Он почему-то всегда, а не только спросонья, начинал телефонный разговор, любой телефонный разговор, — звонил ли он сам, или звонили ему — таким вот отрывистым «да». И вообще, разговаривая по телефону, Демин чаще всего обходился двумя словами — «да» и «нет». Их ему вполне хватало для обычных, а иногда и необычных телефонных переговоров — это были весьма многозначащие да и нет. Весьма. Впрочем, было у Демина еще одно, третье любимое слово: «подумаю». Оно позволяло маневрировать (для самообороны, разумеется) как угодно — умей только им пользоваться. А Демин этому научился.
— Да! — сердито крикнул в трубку Михаил Григорьевич.
— Квартира Демина?
— Да! — еще более сердито крикнул в трубку Демин.
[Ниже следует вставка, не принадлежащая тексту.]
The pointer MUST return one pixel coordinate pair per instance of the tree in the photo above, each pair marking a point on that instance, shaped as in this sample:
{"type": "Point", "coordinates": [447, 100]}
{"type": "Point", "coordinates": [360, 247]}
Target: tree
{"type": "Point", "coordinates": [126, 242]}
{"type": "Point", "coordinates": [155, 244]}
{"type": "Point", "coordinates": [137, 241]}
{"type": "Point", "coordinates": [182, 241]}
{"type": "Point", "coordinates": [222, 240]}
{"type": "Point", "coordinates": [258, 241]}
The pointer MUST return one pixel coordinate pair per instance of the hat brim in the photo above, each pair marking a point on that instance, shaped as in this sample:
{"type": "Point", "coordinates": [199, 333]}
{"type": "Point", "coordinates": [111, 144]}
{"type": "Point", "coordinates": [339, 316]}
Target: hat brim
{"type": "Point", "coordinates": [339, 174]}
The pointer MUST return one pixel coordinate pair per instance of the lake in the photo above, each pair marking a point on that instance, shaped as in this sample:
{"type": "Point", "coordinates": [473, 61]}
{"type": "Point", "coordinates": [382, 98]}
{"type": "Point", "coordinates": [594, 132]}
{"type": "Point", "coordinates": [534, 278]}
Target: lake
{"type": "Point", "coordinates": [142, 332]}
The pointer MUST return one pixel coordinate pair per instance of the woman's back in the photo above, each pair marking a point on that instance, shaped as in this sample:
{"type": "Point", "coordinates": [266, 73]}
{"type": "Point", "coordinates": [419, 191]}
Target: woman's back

Он не был сердитым человеком, и крикливым он тоже не был, но он хотел спать, зверски хотел спать и не собирался просыпаться ранее девяти, поскольку репетиция назначена на одиннадцать. И вообще он терпеть не может, когда его будят. Он сам просыпается в нужный час и еще ни разу не проспал. Вот именно, сам. Сам! Но кричать все-таки не следовало. Зачем кричать, одернул себя Демин. Он сразу признал голос разбудившего его человека — это был администратор Селихов. А на Селихова как-то даже неудобно кричать. И не за что. Николай Андреевич Селихов — человек серьезный, деловой и, если позвонил в такой неурочный час, значит…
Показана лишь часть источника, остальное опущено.